“上次你鼻腔大出血送医后被查出育者基因跟狼王血有排斥反应,这段时间频繁发烧,体质下降,逐渐消瘦也是因为这个原因,医生说会恶化成败血症。”陆宴礼把他抱到腿上:“如果可以怀孕的话,孩子可以中和我们之间的排斥,就不会再让你的身体情况再恶化了。”
“那为什么不跟我说?”方知许眼泪掉了下来,他哭恼着把陆宴礼的手推开:“就算是生病我也有权利知道这件事啊,你瞒着我做什么呢?你知道你这样瞒着我……会比你开始就跟我说要难受几百倍吗?”
陆宴礼见他这样哭,心里很难受:“我害怕你知道后离开我。
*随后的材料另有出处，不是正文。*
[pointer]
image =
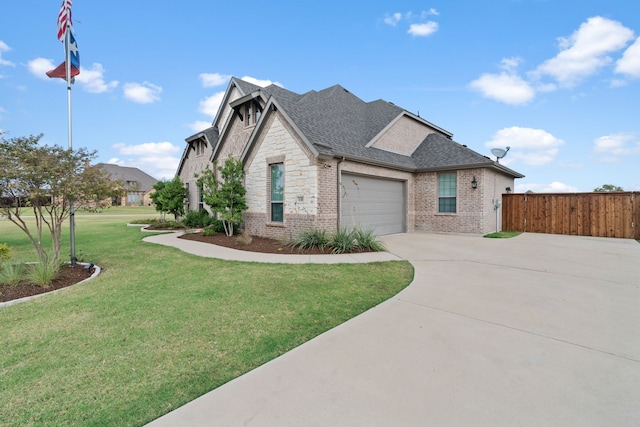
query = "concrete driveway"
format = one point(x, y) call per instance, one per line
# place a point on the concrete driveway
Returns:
point(538, 330)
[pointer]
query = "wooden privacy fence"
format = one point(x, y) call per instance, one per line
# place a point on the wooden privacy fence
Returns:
point(580, 214)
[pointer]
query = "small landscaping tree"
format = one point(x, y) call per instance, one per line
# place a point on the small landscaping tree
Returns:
point(225, 195)
point(169, 197)
point(43, 182)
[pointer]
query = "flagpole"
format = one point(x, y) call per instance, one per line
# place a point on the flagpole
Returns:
point(72, 214)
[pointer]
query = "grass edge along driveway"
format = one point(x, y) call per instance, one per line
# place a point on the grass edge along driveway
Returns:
point(159, 327)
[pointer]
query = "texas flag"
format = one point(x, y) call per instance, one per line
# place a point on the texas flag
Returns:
point(65, 34)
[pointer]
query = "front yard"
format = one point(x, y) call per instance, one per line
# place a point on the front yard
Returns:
point(159, 327)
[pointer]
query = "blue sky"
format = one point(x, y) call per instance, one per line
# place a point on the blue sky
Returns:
point(557, 81)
”
“离开?”方知许自嘲那般笑了出声:“陆宴礼,是你让我留下的,我好不容易说服自己留下了,好不容易觉得我们之间是有可能,好不容易鼓起勇气决定喜欢你,你现在跟我说你害怕我离开你?”
他越想越难过,哽咽里全是委屈:“你说得那么轻飘飘……留着我却不信任我,你真的太自私了……”
“陆宴礼,你怎么可以这样啊……”
方知许用脑袋砸着陆宴礼的胸口,泣不成声。
怀里的人实在太单薄了,整个人蜷在怀里哭得一抽一抽,隔着衣服肩胛骨都硌着掌心,最近又瘦了。
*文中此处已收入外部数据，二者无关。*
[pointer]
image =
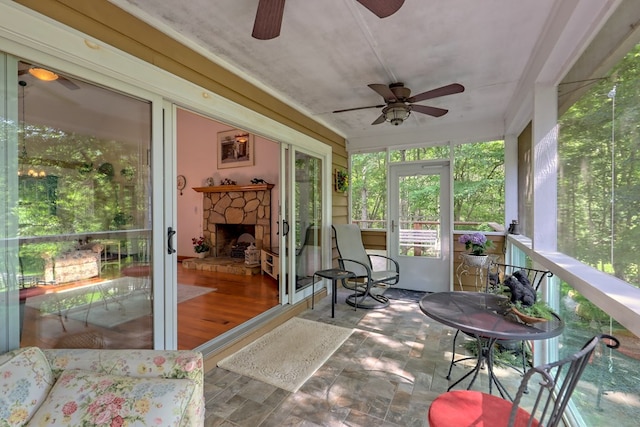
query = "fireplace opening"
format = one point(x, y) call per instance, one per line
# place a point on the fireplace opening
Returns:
point(227, 238)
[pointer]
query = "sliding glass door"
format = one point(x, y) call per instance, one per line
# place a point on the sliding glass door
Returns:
point(303, 223)
point(78, 255)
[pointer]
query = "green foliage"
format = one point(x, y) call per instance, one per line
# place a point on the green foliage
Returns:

陆宴礼抚上方知许的后颈,将人圈入怀中,被他哭到心疼得不行:“我没有不信任你,我只是怕你不愿意接受自己能怀孕,也怕你离开我。”
“要是我现在就想离开呢?”方知许忽地抬头冷冷道。
陆宴礼脸色骤变。
方知许挥开他的手,翻身要下床。
“小知!”陆宴礼眼疾手快地抓住他的胳膊。
方知许被这强势的力道猝不及防地拉了回去,他躺在床上,委屈瞬间灌满胸腔,呼吸骤然急促了起来。
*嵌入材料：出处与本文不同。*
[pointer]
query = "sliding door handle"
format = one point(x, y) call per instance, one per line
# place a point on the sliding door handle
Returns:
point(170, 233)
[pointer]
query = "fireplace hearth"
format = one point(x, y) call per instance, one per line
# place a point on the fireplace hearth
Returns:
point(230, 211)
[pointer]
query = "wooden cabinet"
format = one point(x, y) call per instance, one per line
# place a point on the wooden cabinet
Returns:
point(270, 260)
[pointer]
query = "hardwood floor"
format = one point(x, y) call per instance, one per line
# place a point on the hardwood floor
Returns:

那股压抑着的情绪像是终于找到了出口,一股脑地涌上来。
惊愕、无措、抗拒、慌乱,混成一团从胸口往喉咙里顶,顶得他头晕想吐。
……太过分了太生气了他要爆炸了。
陆宴礼没想到方知许一拽就软倒了下来,见他脸色变得透白,他立刻把人托抱在臂弯里焦急道:“哪里不舒服?肚子不舒服吗?还是头晕想吐?”